Ruinas de Dvin
Դվին
Antigua capital armenia en la llanura del Ararat: murallas, palacios y catedral excavados a 35 km al sur de Ereván.
Ubicación en el Cáucaso
Descripción
Las ruinas de Dvin se extienden sobre una colina baja al sur de Ereván, rodeadas de campos que no anuncian nada especial. Al llegar, la primera sensación es de extrañeza: zanjas de excavación, muros de adobe y piedra casi a ras del suelo, algún tramo de muralla que no supera el metro y medio. No hay monumentalidad. Hay polvo en verano, barro en invierno, y el silencio discontinuo de los pájaros sobrevolando la llanura del Ararat. Para entender qué se está mirando hace falta contexto previo, y vale mucho buscarlo antes de ir.
El yacimiento cuenta con un pequeño museo in situ con paneles en armenio e inglés que ayudan a orientarse: aquí estuvo el palacio real, allá la catedral episcopal, más al sur el barrio artesanal. Las excavaciones han sacado a la luz cerámicas, monedas, objetos de bronce y fragmentos de mosaico que hoy se conservan en el Museo Histórico de Armenia en Ereván; el museo del sitio guarda réplicas y hallazgos menores suficientes para calibrar la escala de lo que fue la ciudad.
No hay tiendas ni restaurantes en el yacimiento ni en sus inmediaciones. El acceso es libre o con entrada simbólica. Combinado con una parada en el monasterio de Khor Virap, a pocos kilómetros al sur, la jornada cierra bien: la Armenia medieval, el monte Ararat al fondo y la llanura que lo conecta todo.
Historia
Dvin fue fundada en el siglo IV como capital del reino armenio bajo la dinastía arsácida. En su apogeo albergó decenas de miles de habitantes y funcionó como nodo comercial clave entre Persia, Bizancio y el Cáucaso. Siguió siendo capital bajo el dominio persa sasánida y más tarde bajo el califato árabe, que mantuvo en ella una sede administrativa durante los siglos VII y VIII. Los terremotos de ese mismo período dañaron gravemente la ciudad, y los sucesivos saqueos terminaron de reducirla a escombros. La sede del Catolicosado armenio se trasladó desde aquí antes de que la ciudad fuera definitivamente abandonada. Las excavaciones arqueológicas sistemáticas comenzaron en el siglo XX y continúan de forma intermitente hasta la actualidad.
Qué ver y hacer
- Murallas de la ciudad Los tramos mejor conservados del perímetro defensivo, construidos en piedra volcánica y adobe. Algunos sectores alcanzan el metro y medio de altura y permiten intuir la extensión del recinto original.

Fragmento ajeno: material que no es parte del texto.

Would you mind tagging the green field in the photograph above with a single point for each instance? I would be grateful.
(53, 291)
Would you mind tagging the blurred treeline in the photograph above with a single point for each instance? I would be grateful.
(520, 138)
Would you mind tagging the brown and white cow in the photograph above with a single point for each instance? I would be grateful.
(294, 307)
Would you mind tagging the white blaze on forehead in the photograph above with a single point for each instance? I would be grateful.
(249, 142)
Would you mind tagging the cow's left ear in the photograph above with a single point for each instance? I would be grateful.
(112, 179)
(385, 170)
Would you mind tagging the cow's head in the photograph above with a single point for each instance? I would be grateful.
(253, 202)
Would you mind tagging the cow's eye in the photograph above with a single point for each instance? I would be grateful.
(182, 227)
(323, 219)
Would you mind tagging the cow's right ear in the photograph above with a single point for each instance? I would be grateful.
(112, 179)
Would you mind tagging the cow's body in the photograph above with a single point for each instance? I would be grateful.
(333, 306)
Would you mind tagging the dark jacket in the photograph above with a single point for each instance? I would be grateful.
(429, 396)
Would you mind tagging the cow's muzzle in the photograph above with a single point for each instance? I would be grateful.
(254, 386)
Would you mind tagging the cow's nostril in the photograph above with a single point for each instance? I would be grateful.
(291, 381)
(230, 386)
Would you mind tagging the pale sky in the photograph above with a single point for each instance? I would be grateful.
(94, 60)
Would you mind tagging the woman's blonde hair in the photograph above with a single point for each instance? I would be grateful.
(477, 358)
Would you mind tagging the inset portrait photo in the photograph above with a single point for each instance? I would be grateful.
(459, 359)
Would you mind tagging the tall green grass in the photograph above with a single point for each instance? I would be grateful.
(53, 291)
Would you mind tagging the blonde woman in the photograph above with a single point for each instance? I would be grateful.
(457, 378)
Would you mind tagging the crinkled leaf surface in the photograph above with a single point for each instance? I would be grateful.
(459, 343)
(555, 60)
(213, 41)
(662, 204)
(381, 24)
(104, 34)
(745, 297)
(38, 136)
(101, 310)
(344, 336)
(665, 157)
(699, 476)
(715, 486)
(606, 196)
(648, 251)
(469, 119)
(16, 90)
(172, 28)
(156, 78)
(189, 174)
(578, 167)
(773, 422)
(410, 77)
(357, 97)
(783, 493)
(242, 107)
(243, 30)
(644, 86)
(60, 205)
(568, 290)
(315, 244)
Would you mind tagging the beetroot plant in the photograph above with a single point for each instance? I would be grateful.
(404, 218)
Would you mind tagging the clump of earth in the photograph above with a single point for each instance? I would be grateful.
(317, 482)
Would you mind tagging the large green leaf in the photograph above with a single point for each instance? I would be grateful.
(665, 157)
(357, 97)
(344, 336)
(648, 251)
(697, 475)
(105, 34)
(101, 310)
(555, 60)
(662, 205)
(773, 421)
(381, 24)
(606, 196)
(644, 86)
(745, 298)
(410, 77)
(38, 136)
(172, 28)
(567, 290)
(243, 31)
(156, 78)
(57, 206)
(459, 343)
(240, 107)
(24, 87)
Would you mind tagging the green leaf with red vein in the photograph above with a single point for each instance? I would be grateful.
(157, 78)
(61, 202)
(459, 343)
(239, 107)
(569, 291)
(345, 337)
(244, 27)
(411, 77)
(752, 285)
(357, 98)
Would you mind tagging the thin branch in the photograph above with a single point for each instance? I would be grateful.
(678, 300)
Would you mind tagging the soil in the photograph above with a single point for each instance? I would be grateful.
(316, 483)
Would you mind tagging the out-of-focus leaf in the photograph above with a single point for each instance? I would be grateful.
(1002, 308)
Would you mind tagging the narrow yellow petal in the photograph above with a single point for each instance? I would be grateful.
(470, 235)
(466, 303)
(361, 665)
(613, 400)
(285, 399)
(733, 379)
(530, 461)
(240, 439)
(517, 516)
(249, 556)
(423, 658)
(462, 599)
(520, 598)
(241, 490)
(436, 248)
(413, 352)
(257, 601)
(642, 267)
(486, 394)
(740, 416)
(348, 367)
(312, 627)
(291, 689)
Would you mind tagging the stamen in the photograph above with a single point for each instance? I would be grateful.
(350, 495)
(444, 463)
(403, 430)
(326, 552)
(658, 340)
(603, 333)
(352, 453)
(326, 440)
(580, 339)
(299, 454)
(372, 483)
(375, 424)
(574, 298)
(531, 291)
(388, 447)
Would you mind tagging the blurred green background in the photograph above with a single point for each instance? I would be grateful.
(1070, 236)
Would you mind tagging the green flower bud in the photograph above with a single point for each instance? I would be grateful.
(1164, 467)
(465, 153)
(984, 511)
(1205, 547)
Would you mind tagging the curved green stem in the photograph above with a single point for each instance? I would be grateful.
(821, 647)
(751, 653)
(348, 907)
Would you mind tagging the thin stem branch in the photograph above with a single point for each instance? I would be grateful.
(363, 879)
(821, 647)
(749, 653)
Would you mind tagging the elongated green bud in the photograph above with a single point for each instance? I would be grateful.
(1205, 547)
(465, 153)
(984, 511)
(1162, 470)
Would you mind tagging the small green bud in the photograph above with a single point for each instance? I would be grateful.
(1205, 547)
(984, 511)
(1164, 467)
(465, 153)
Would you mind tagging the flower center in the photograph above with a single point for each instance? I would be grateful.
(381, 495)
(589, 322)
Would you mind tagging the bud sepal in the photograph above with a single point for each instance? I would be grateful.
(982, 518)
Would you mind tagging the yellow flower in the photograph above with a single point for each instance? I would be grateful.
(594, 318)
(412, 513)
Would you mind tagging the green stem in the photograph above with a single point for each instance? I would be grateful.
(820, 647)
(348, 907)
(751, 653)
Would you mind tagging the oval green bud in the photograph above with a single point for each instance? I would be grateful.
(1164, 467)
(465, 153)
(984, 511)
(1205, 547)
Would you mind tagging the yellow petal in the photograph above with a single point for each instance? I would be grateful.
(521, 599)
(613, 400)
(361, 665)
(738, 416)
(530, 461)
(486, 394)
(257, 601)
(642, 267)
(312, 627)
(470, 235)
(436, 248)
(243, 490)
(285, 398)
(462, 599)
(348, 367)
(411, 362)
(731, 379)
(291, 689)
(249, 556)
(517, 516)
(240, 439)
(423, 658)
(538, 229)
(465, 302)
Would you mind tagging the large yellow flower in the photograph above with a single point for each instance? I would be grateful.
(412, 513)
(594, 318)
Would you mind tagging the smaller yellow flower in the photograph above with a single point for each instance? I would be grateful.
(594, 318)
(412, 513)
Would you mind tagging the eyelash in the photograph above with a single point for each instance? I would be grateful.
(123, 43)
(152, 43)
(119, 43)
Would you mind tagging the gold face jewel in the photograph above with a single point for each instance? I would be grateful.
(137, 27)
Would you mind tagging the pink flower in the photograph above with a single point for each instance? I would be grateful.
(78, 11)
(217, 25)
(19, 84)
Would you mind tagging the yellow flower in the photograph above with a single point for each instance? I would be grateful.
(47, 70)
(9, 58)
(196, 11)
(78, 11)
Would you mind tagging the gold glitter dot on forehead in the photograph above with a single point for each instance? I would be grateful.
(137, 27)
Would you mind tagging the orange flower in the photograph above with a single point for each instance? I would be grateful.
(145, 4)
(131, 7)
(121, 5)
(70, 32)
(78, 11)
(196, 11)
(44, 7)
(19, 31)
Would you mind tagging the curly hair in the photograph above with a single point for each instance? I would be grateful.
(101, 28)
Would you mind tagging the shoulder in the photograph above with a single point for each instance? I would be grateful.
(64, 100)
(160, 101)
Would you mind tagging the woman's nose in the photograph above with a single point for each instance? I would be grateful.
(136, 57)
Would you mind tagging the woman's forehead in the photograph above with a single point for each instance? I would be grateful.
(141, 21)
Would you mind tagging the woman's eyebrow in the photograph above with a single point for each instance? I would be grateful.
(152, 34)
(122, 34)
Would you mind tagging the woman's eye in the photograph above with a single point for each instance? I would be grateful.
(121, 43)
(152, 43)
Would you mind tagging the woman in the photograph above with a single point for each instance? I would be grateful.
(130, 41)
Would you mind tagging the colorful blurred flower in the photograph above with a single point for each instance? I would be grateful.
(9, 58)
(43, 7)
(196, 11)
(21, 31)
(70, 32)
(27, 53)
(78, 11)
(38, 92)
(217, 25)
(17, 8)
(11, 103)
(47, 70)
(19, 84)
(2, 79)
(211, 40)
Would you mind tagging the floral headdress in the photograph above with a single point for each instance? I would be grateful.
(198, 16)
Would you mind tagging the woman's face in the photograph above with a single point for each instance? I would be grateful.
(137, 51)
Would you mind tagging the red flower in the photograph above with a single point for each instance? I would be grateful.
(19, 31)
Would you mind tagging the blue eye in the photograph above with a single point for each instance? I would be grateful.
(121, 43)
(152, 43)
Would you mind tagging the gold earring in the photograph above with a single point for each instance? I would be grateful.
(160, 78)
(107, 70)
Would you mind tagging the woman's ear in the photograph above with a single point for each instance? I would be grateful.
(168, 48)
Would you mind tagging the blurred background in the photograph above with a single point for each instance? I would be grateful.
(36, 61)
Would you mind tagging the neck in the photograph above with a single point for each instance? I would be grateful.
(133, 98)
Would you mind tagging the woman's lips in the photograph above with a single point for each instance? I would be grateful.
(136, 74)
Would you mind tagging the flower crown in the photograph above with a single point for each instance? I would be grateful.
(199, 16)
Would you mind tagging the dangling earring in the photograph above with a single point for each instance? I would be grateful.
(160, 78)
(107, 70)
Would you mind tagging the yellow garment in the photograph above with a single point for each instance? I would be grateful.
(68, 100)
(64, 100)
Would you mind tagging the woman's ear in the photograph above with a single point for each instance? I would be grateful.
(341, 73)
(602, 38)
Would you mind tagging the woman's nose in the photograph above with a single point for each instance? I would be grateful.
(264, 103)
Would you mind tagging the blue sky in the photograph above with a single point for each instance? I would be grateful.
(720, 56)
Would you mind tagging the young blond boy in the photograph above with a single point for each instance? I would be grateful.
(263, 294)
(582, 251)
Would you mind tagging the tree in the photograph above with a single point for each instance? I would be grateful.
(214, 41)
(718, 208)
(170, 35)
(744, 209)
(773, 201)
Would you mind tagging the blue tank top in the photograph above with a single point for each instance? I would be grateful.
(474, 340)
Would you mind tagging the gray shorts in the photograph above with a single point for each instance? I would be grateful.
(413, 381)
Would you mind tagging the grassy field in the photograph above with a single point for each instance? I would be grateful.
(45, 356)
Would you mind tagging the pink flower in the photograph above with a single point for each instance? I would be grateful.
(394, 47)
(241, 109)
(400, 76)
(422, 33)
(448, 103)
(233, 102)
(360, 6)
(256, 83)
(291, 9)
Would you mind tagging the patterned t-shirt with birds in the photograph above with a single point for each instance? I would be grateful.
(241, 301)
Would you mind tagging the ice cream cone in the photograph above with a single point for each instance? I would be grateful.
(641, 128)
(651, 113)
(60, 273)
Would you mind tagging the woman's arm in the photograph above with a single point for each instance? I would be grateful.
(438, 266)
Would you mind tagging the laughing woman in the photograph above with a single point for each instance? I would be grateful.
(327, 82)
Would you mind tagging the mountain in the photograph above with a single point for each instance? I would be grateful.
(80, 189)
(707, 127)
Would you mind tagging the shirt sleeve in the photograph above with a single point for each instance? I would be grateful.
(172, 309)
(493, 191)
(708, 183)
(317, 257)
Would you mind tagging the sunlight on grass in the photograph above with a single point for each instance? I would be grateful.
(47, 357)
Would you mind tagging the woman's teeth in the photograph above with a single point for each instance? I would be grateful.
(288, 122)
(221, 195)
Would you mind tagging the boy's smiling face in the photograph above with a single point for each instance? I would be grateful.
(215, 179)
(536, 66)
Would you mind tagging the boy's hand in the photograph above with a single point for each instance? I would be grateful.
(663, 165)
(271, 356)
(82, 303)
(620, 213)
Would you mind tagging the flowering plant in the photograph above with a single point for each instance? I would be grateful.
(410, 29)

- Área del palacio real La zona excavada que corresponde a las residencias de los gobernantes arsácidas y posteriores administradores árabes. Los cimientos dejan ver la planta y la escala del edificio.
- Restos de la catedral episcopal El ábside y parte del muro sur de la antigua catedral de Dvin, uno de los primeros grandes edificios religiosos de la Armenia cristiana medieval.
- Museo in situ Pequeño edificio dentro del yacimiento con cerámicas, monedas y paneles explicativos sobre la historia de Dvin. Útil para orientarse antes de recorrer el sitio.
- Panorámica hacia el Ararat Desde la colina del yacimiento se ve la llanura del Ararat y, en días despejados, el perfil del monte Ararat al suroeste. La vista es parte del valor del lugar.
Galería de fotos



Cómo llegar
Dvin está a unos 35 km al sur de Ereván, cerca de la ciudad de Artashat. Desde la estación de Kilikia en Ereván salen marshrutkas hacia Artashat (unos 45 minutos); desde allí se toma un taxi local hasta el yacimiento. En coche propio son unos 40 minutos por la carretera sur. Se combina bien con una parada en el monasterio de Khor Virap, a pocos kilómetros más al sur.
Mejor época para visitar
La primavera (abril-mayo) y el otoño (septiembre-octubre) son los mejores momentos: temperatura agradable y buena visibilidad sobre la llanura del Ararat. En verano el calor en la llanura es intenso —entre 35 y 40 grados— y no hay sombra en el yacimiento; si se va en julio o agosto, conviene llegar antes de las 9 de la mañana. En invierno las lluvias pueden dejar el acceso en mal estado, aunque el Ararat aparece más nítido en los días fríos y despejados.